Вечером тетка капитально приложилась к моему тощему заду и спине пряжкой ремня, присовокупляя для убедительности матерные мумринские выражения. Но я и тут стерпел, не заплакал, несмотря на сильную боль.
С тех пор тетя Паня нередко кричала, что я сгнию в тюрьме и, как всегда, ставила в пример Эдика, называя его яхонтом драгоценным. Прошло лет десять, и Эдик попал в казенный дом за коллективную кражу. Вместе с теткой я однажды ходил с передачей ему в следственный изолятор на улице Лебедева, недалеко от Финляндского вокзала.
На следующий день после трепки за сгущенку к нам впервые пришли брат дяди Леши и его жена тетя Аня. Чинно сидели за столом, пили чай, гости рассказывали о своей умнющей охотничьей собаке по кличке Троль.
И тут на мою беду тетя Аня подозвала меня, усадила к себе на коленки и просто спросила: «Ну, как, детка, живешь?» Все уставились на нас. Я молчал. Неожиданно тетя Аня заглянула мне в глаза и обеими руками крепко прижала к груди. Так обнимала меня только мама когда-то в раннем детстве. Я вывернулся из объятий и выскочил за дверь. А вслед неслось тётипанино: «Ишь, гаденыш! И не смей возвращаться, сволочь!»

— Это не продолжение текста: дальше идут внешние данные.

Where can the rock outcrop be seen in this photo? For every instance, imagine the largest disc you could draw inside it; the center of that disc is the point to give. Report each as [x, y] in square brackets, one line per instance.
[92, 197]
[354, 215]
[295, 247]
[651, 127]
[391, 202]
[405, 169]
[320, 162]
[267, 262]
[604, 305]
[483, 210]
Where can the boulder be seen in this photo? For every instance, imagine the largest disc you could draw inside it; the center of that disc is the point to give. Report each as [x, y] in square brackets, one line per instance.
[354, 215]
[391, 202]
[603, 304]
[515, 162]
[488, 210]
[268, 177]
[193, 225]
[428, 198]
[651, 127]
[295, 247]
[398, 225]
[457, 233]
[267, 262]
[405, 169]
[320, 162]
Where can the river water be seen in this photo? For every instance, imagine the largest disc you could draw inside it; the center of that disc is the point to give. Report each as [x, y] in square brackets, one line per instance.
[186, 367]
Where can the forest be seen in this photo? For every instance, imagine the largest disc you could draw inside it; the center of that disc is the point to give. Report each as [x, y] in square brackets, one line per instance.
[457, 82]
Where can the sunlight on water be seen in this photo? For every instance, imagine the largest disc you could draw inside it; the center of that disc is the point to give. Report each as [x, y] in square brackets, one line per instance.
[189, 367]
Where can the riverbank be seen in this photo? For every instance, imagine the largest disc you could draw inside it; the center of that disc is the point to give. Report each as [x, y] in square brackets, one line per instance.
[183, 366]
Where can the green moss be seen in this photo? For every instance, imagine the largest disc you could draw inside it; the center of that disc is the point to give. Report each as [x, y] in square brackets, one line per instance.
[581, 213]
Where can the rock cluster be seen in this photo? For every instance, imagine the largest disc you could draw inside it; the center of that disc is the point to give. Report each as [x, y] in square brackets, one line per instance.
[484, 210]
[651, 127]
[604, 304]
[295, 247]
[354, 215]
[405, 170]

На улице было уже сумрачно и прохладно. А на мне лишь легкая рубашка. Долго сидел в дальнем углу двора на кирпичах. Здесь меня и нашла тетя Аня. Она говорила, что надо смириться, слушаться старших, ведь все взрослые желают мне только хорошего. А вот без спросу сгущенку трогать все-таки не надо было. «Сильно ругалась тетя Паня?» – спросила она. Я молча поднял рубашку и повернулся к ней спиной. Тетя Аня заплакала.